I was sure she's scream when I put her in her crib, having realized that she wasn't nursed!

She was silent. She slept with no problem and was cheerful this morning. So, I guess I'm free! Finally! No baby holding me down! Thank goodness!

Then, why do I feel soooooo sad? You want them to grow up but it's still bittersweet. And I keep reminding myself that this is our last baby.

Thursday, September 25, 2008

Awwwww!

Thank you to Luke & Liesel and to Matilda for these cute awards. I know there are some rules that go along with them? I am to post the award, link those who gave it to me, nominate 7 other blogs, and link those blogs and leave them a message. I can't decide! Can I nominate everyone? :)

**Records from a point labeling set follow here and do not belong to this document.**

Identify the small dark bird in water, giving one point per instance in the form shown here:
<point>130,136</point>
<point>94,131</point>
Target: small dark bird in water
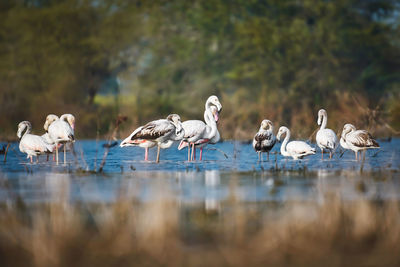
<point>264,140</point>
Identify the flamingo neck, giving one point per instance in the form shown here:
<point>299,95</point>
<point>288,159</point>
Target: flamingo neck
<point>211,123</point>
<point>324,121</point>
<point>285,141</point>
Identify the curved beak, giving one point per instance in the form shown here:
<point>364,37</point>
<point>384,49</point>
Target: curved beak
<point>219,106</point>
<point>19,133</point>
<point>216,116</point>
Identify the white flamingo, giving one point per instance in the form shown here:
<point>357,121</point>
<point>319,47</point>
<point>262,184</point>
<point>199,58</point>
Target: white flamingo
<point>60,131</point>
<point>358,140</point>
<point>198,133</point>
<point>264,140</point>
<point>210,119</point>
<point>160,133</point>
<point>294,149</point>
<point>32,145</point>
<point>342,141</point>
<point>326,138</point>
<point>50,141</point>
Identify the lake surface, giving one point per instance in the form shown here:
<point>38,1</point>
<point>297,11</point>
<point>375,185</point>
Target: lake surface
<point>228,169</point>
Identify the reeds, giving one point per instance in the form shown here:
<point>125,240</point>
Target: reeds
<point>165,232</point>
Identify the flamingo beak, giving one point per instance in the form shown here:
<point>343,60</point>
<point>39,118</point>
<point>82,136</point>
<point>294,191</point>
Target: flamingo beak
<point>216,116</point>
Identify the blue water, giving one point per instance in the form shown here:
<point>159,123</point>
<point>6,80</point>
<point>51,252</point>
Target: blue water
<point>209,183</point>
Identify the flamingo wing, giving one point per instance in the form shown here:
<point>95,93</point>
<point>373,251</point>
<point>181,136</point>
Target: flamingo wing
<point>299,148</point>
<point>362,138</point>
<point>153,130</point>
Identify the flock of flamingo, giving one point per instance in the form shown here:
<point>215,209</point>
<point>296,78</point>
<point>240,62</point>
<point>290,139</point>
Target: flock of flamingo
<point>195,134</point>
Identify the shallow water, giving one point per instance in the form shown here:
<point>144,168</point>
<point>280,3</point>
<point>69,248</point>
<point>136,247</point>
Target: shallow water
<point>208,183</point>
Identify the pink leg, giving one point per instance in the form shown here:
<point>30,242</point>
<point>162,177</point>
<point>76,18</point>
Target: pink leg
<point>193,151</point>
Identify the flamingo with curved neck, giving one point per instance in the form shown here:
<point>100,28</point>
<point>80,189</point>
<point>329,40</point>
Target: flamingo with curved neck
<point>326,138</point>
<point>198,133</point>
<point>294,149</point>
<point>60,131</point>
<point>358,140</point>
<point>32,145</point>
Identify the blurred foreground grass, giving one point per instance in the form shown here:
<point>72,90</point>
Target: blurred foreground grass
<point>163,232</point>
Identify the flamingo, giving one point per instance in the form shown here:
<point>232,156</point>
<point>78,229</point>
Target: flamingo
<point>210,120</point>
<point>60,131</point>
<point>264,140</point>
<point>198,133</point>
<point>326,138</point>
<point>342,141</point>
<point>160,133</point>
<point>50,141</point>
<point>32,145</point>
<point>357,140</point>
<point>294,149</point>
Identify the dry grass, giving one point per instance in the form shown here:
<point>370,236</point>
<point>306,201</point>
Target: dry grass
<point>165,233</point>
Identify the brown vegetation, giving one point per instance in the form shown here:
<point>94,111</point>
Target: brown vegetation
<point>162,232</point>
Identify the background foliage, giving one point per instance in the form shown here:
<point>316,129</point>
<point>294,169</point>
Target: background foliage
<point>281,60</point>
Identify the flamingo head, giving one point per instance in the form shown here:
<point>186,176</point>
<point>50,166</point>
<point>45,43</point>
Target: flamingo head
<point>213,100</point>
<point>267,125</point>
<point>215,113</point>
<point>49,120</point>
<point>22,126</point>
<point>321,114</point>
<point>70,119</point>
<point>348,128</point>
<point>175,119</point>
<point>282,130</point>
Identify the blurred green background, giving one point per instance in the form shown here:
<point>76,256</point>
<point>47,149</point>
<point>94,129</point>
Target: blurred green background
<point>281,60</point>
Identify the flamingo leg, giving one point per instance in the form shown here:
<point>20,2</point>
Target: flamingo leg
<point>65,162</point>
<point>193,151</point>
<point>57,154</point>
<point>146,154</point>
<point>158,154</point>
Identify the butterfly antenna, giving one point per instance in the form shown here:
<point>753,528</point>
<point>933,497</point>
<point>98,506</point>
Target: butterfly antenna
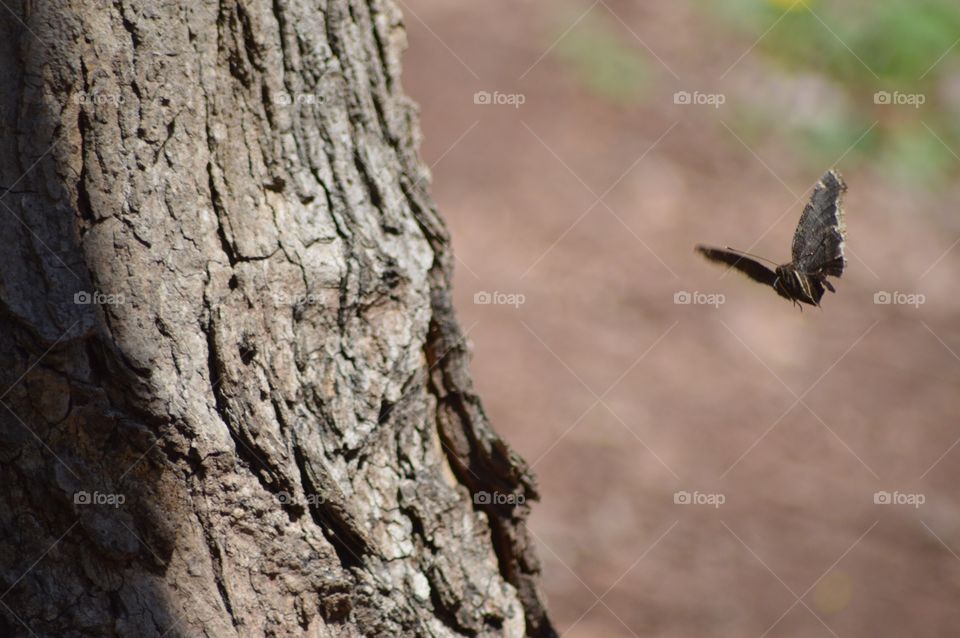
<point>740,252</point>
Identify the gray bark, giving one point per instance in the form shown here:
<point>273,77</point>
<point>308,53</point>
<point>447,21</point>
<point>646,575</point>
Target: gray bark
<point>270,376</point>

Monday, September 15, 2008

Pictures - It's been a while!

Rose and Frankie.
Mommy and Miss Rose!
Rose and Little playing in the fountain at church.
Rose with her big brother!



Tuesday, September 09, 2008

Goodbye, Infertility!

My mind has been racing today. I have realized that I am completely done (physically) with infertility. It has just dawned on me that there will be no more counting, needles, waiting, betas, etc. etc. etc. AF will just be AF from now on, not a sign of my personal failure (stupid, but that is how it felt sometimes). Now that we KNOW we are not having any more children - and I do know in my heart of hearts that my family is complete - I can lay that to rest.

It feels good.

It feels odd, though. Even though Rose is over a year old, and even though the trouble it took to get her here isn't ever too far from my mind, it feels so peaceful to loosen my hold on it. Natural. And I'm grateful.